I should note that I don’t entirely blame Mr. Y for his mindsets or his actions as a teacher. I actually have sympathy for him. Can you imagine doing a job that you dislike for 33 years and being pretty terrible at it? By all accounts, his classroom is regularly a zoo. He has no expectations for his students, and they know it and act down to the standard he sets. Mr. Y was either never taught or never expected by his superiors to set high expectations in his classroom. He has never internalized that students in low income communities are just as capable as their peers from privileged backgrounds if they are given the tools to succeed. He has only been observed every three to four years by his superiors, and given the revolving door of administration at my school, no one has been around long enough to get him the development he would need to become a great teacher.

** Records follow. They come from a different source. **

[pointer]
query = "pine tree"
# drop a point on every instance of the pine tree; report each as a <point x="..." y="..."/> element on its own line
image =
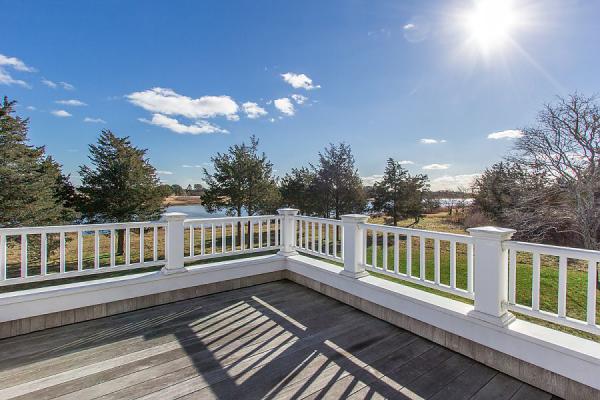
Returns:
<point x="121" y="185"/>
<point x="338" y="188"/>
<point x="242" y="181"/>
<point x="399" y="194"/>
<point x="33" y="190"/>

No one has ever expected Mr. Y to take ownership of his students’ success; if they had, Mr. Y would refer to them as “my kids” rather than “these kids”.
Mr. Y is not the problem. A union that throws its weight behind the Mr. Y’s of the world is the problem. Administrators without the power or tools to help the Mr. Y’s of the world are the problem. The pervasive mindsets that low income and minority students will always be low achievers are the problem. For now, all I can do is work relentlessly for my kids in my classroom to make myself a better teacher. Maybe I and the other teachers at my school that really believe in our kids will even soon prove to Mr. Y that our students can be successful if we just expect the best of them.
My second year starts on Monday. This year will be a good one.